Dopo la vittoria a Cannes con “È stato solo un incidente”, Panahi chiede la fine della Repubblica Islamica e un governo democratico. Appello accorato sui social contro l’escalation Iran-Israele
Dopo aver conquistato la Palma d’Oro a Cannes per È stato solo un incidente, il regista dissidente iraniano Jafar Panahi ha lanciato un appello sui social, invocando la fine del regime degli ayatollah. In un post su Instagram, Panahi ha attaccato apertamente l’Ayatollah Ali Khamenei e chiesto alla comunità internazionale di intervenire per fermare il conflitto in corso tra Israele e Iran.
“L’unica via d’uscita possibile è l’immediata dissoluzione di questo sistema e l’instaurazione di un governo democratico e di risposta del popolo”, ha scritto Panahi, la cui attuale posizione resta sconosciuta.
Un doppio atto d’accusa: Israele e Teheran nel mirino
Nel suo messaggio, Panahi ha condannato sia Israele per l’aggressione al suo Paese, sia la Repubblica Islamica per quarant’anni di abusi. Ha definito l’attacco israeliano “inaccettabile” e ha chiesto che Tel Aviv venga giudicata come aggressore di guerra. Tuttavia, ha sottolineato che ciò non può giustificare “decenni di cattiva gestione, oppressione e corruzione” da parte del governo iraniano.
“Questo governo non ha né il potere, né la volontà, né la legittimità necessaria per gestire il Paese o le crisi”, ha aggiunto.
Una voce libera sotto minaccia
Panahi, 64 anni, è uno dei simboli del cinema indipendente iraniano e della resistenza culturale. Imprigionato più volte e ufficialmente bandito dal girare film, ha continuato a lavorare clandestinamente, diventando un riferimento internazionale per la libertà d’espressione.

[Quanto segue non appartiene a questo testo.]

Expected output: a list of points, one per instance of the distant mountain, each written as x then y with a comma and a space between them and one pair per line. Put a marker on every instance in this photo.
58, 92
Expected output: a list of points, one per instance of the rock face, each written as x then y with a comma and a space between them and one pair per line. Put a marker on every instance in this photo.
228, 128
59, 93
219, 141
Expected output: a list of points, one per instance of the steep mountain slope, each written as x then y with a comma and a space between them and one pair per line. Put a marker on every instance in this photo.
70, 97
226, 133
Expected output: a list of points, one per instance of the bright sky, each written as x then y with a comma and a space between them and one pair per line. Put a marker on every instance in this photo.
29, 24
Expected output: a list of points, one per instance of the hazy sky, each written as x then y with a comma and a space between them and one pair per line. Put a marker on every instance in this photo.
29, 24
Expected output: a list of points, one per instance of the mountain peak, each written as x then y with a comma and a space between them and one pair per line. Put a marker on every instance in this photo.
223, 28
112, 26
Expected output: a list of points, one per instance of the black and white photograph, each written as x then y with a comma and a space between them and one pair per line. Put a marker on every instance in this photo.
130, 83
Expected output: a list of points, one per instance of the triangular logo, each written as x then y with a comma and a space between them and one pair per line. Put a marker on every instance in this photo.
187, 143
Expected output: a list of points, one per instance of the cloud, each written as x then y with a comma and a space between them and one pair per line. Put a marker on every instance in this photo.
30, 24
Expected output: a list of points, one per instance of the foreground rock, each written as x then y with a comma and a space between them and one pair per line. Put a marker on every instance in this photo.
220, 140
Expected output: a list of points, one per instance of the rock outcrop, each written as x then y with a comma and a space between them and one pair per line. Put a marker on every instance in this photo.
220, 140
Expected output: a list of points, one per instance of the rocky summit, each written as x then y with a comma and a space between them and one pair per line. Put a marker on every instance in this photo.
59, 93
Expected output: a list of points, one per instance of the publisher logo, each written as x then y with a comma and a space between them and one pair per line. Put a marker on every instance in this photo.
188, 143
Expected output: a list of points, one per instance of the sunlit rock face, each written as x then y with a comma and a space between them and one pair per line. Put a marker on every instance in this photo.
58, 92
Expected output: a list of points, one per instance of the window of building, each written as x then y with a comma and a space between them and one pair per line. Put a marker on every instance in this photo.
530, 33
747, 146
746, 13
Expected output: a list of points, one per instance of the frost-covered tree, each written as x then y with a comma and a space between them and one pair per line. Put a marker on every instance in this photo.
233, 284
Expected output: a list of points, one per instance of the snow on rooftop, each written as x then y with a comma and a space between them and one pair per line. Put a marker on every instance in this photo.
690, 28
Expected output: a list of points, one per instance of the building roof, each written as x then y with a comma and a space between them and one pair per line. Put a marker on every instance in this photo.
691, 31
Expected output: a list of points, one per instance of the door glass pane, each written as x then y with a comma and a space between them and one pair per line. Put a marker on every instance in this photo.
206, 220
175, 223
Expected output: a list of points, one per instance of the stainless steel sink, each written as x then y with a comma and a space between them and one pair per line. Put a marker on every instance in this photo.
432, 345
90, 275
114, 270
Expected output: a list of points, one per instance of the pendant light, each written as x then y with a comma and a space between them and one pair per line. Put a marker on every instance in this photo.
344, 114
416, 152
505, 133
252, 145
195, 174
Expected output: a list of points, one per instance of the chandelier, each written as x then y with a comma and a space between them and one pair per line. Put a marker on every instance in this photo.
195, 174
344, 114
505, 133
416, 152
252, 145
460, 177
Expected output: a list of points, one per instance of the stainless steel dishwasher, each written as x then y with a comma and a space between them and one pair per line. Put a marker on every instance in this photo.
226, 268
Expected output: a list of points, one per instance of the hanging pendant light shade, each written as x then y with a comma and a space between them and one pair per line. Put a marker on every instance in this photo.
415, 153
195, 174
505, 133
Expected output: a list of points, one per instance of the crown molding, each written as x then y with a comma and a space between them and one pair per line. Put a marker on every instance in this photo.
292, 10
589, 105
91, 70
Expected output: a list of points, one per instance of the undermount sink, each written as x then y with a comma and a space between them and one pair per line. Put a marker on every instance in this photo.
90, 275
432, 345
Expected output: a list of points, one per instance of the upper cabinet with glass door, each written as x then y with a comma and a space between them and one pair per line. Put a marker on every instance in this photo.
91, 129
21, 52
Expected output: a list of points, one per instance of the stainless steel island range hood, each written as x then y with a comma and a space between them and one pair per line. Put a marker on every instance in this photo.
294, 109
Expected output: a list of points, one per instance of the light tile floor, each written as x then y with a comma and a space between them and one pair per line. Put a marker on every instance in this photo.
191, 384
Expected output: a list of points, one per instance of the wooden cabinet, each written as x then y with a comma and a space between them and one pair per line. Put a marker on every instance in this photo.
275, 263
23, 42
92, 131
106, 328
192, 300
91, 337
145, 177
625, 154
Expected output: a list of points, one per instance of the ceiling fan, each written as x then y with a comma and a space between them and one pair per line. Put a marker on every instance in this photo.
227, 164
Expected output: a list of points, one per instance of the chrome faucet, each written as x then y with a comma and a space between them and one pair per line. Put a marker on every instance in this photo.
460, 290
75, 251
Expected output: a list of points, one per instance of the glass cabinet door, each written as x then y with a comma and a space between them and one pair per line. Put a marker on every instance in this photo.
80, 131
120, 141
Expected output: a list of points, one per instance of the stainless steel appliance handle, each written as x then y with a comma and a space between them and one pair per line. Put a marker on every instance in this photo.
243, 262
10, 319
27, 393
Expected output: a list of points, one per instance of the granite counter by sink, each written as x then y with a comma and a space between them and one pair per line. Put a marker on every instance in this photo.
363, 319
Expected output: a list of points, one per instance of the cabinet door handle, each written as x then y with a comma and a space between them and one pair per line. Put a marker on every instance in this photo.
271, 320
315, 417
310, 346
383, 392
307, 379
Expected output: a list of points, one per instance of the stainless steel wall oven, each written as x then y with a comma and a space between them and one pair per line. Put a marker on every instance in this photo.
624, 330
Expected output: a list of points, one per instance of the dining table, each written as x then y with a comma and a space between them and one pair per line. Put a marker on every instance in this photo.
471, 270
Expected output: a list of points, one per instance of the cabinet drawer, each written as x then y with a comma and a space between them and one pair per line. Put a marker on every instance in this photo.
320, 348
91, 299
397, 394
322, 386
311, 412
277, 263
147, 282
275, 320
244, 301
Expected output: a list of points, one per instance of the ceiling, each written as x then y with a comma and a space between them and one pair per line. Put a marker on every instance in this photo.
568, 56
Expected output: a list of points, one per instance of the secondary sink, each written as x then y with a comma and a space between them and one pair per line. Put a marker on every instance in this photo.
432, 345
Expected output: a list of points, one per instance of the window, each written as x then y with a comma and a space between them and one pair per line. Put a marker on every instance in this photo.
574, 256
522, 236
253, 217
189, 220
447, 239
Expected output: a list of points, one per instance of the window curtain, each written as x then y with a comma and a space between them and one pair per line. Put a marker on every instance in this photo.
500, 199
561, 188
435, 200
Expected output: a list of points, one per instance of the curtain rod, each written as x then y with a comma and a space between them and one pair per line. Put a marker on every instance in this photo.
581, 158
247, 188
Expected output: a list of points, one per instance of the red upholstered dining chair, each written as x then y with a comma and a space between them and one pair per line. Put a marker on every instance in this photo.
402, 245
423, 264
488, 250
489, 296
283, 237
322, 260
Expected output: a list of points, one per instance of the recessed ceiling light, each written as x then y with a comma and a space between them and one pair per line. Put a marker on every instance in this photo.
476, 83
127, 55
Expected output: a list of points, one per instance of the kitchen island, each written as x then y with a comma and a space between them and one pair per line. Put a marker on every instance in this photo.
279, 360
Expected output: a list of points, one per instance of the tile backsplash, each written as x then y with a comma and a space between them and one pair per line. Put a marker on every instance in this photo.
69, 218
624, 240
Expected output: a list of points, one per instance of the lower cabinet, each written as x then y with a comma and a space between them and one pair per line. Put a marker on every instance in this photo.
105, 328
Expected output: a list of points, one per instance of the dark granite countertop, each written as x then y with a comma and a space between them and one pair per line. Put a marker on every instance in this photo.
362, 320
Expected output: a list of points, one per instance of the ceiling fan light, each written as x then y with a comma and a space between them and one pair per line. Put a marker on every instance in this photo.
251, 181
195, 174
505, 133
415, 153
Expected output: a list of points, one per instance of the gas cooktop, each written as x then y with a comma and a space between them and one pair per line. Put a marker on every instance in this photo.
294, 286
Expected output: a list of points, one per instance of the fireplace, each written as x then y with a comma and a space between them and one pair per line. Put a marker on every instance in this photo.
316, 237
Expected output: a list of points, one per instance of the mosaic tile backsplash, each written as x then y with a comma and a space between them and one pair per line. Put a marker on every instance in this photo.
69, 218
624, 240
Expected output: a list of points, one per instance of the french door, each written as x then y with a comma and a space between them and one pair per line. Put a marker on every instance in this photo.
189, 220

Nel 2022 è stato arrestato per aver protestato contro l’incarcerazione del collega Mohammad Rasoulof. Dopo sette mesi in carcere, è stato rilasciato ma ha continuato a sfidare apertamente il regime con la sua arte e le sue parole.
La vittoria a Cannes e il ritorno in Iran
La sua ultima opera, È stato solo un incidente, ispirata al periodo in prigione, ha ricevuto la Palma d’Oro lo scorso 24 maggio. Il film racconta di un gruppo di ex prigionieri politici che sequestrano il presunto torturatore del loro passato. Dopo la premiazione, Panahi è rientrato in Iran e, nonostante le minacce, è stato accolto calorosamente all’aeroporto di Teheran. Una voce dalla folla ha urlato “donna, vita, libertà” – slogan simbolo delle proteste seguite alla morte di Mahsa Amini.
Un film di denuncia che scuote il mondo
Il film, che ha anche vinto il premio al Sydney Film Festival, ha ricevuto recensioni entusiastiche. Nella nostra critica abbiamo scritto: “Panahi firma un thriller teso e avvincente che è al tempo stesso un atto d’accusa feroce contro la Repubblica Islamica”. La pellicola uscirà in Francia il 1° ottobre, mentre Mubi e Neon si sono assicurati i diritti per l’Europa e il Nord America.
Con la sua dichiarazione pubblica, Panahi ha trasformato la sua arte in un gesto politico diretto. In un momento di tensione estrema tra Israele e Iran, la sua voce si alza contro entrambi i regimi, chiedendo giustizia, libertà e dignità per il popolo iraniano. In un Paese dove il dissenso è spesso pagato a caro prezzo, il regista continua a rappresentare una delle voci più coraggiose della cultura contemporanea.